A humiliating realization, and yet the frail sections of humanity have to lump it. They are an impotent collective mass. They can either declare themselves as serfs and behave suchlike, or grumble silently in their fragile shelters. True, if history has any relevance, a circumstance of this genre is unlikely to be everlasting. Empires collapse. Dynasties fade. Even socialism, dialectical materialism notwithstanding, has stumbled on a wide front. However, just as collapsed empires resuscitate themselves in other venues and other times, revolts and rebellions too are not eternally dead, even socialism is likely to make a strong comeback, in some form or other, in this part of the world or that.
On the same reasoning, there should be existence for the ones who are for the present down and out, beyond serfdom and silent grousing. That apart, there is such a thing as vicarious pleasure: we are afraid to die, therefore we either submit meekly to the hauteur of the hyperpower, or tuck in our anger and grumble in silence. We have a third alternative though. We can gloat whenever the beastly enemy encounters discomfiture. This vicariousness, who can deny, has gone from strength to strength in the wake of the Anglo-American occupation of Iraq. So much so that, all over the world, revisionism is suddenly at a premium; considerable retrospective pleasure has begun to be expressed at the calamity that had struck the US on September 11, 2001.

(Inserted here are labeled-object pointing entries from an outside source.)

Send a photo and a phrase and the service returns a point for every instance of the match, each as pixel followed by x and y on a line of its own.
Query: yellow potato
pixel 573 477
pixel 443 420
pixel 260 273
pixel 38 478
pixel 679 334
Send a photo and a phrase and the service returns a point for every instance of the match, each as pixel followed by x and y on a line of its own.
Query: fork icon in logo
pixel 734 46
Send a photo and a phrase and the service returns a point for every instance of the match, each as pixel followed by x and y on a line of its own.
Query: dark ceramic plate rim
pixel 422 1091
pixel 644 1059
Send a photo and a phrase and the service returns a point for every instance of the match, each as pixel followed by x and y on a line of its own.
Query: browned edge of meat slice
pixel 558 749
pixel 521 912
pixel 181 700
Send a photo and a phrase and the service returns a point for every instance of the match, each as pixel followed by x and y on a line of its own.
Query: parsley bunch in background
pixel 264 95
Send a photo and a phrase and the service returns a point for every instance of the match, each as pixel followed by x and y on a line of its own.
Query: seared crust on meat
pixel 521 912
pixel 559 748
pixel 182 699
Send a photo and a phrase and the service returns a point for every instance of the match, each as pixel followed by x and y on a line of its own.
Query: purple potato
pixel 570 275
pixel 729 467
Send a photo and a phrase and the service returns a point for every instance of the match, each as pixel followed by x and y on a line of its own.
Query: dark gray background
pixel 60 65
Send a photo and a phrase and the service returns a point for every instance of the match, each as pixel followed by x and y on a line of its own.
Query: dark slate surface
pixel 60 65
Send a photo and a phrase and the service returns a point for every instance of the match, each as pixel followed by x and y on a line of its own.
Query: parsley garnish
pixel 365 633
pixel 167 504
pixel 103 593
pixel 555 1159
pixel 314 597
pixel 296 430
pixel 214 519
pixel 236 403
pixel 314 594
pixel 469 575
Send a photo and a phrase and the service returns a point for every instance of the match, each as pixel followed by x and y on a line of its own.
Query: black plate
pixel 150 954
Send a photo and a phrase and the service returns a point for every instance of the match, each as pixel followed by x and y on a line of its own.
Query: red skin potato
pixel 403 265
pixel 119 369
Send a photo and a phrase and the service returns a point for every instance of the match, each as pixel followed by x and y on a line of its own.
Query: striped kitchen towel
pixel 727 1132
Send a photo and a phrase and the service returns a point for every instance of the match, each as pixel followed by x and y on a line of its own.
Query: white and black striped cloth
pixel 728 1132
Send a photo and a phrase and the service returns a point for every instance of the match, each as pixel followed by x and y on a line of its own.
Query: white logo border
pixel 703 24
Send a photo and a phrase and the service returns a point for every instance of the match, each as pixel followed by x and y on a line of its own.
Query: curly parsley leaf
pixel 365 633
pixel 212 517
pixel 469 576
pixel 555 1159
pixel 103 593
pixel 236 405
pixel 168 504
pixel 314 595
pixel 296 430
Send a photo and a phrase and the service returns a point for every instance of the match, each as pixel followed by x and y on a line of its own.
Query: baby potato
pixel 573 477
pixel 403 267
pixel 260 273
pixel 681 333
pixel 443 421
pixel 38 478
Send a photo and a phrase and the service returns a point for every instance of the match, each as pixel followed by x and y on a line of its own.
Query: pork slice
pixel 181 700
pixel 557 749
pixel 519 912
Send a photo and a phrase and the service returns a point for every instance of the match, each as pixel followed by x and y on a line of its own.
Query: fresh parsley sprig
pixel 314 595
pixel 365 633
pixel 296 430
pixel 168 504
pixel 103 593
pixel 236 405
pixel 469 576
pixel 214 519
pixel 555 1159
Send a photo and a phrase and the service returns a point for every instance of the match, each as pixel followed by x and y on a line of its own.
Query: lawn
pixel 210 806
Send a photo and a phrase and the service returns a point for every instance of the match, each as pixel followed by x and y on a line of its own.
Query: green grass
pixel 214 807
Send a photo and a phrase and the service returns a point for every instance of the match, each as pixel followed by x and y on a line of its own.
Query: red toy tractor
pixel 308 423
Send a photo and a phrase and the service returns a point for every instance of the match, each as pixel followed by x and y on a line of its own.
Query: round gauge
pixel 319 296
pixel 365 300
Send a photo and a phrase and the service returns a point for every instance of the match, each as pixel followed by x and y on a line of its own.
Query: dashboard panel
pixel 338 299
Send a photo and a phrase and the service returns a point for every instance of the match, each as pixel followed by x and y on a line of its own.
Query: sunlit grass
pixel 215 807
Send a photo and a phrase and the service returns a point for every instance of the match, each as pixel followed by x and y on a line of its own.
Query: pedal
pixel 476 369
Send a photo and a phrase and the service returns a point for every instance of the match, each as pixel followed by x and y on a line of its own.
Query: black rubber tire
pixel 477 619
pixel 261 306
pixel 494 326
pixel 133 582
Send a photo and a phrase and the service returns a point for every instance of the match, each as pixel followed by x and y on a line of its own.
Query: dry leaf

9/11 was a guerrilla operation and, in the light of Iraq, there is much ex post justification voiced of that kind of manoeuvre. The enemy is too rich and too powerful; we cannot annihilate it in open warfare, we cannot even dare to defy openly its claim to omnipotence. But there are a few courageous ones here and there who do not flinch from bearding the lion in its own den. Al Qaida did precisely that. So discard the wisdom transmitted by the Western media and praise Osama bin Laden and his followers.
Such is then what George W. Bush has done to the human race. It has taught at least some segments of humanity to believe in the nobility embedded in heartless activities of the sort 9/11 exemplified. For the conviction has spread that sporadic, minor acts of cruelty and heartlessness are only gestures of response to indescribable greater acts of cruelty and savagery. 9/11 had a pre-history.
What is still bothersome is the spree of free associations which then overwhelms sects, groups and communities. Solace is sought in similes. Symbols assume charge. Those three gigantic sixes hit by Brian Lara are interpreted as a riposte by hapless humanity to the indescribable excesses committed by the hyperpower.
Upto this point, the freewheeling imagination can be put up with, often comfortably, sometimes with a bit of unease. Explanations sprout. In any event, we are victims of Newton’s law of thermo-dynamics; the unanimous verdict tends to be that, in the ultimate analysis, it is George W. Bush who is the villain of the piece. But the matter hardly ends there since, in the post-Iraq phase, an uncontrollable desire is surging within diversely situated millions of souls to repaint the world in black and white terms, and to consider 9/11 as a fitting reply on behalf of the non-whites to the barbarities perpetrated over long centuries by the despicable whiteys.
This is perhaps the commentary on what the incumbent US president has done to the world, and for that he should be answerable before the tribunal of history. He has succeeded in redefining the world on racial terms. The three sixes hit by Lara — take thus, and take this, and again take this — are no longer a good, clean, exciting finish to a game of cricket. They promise to find a niche in the annals of global racial strife as a great triumph scored by one side over the other. Thereby the human civilization has been set back by several centuries.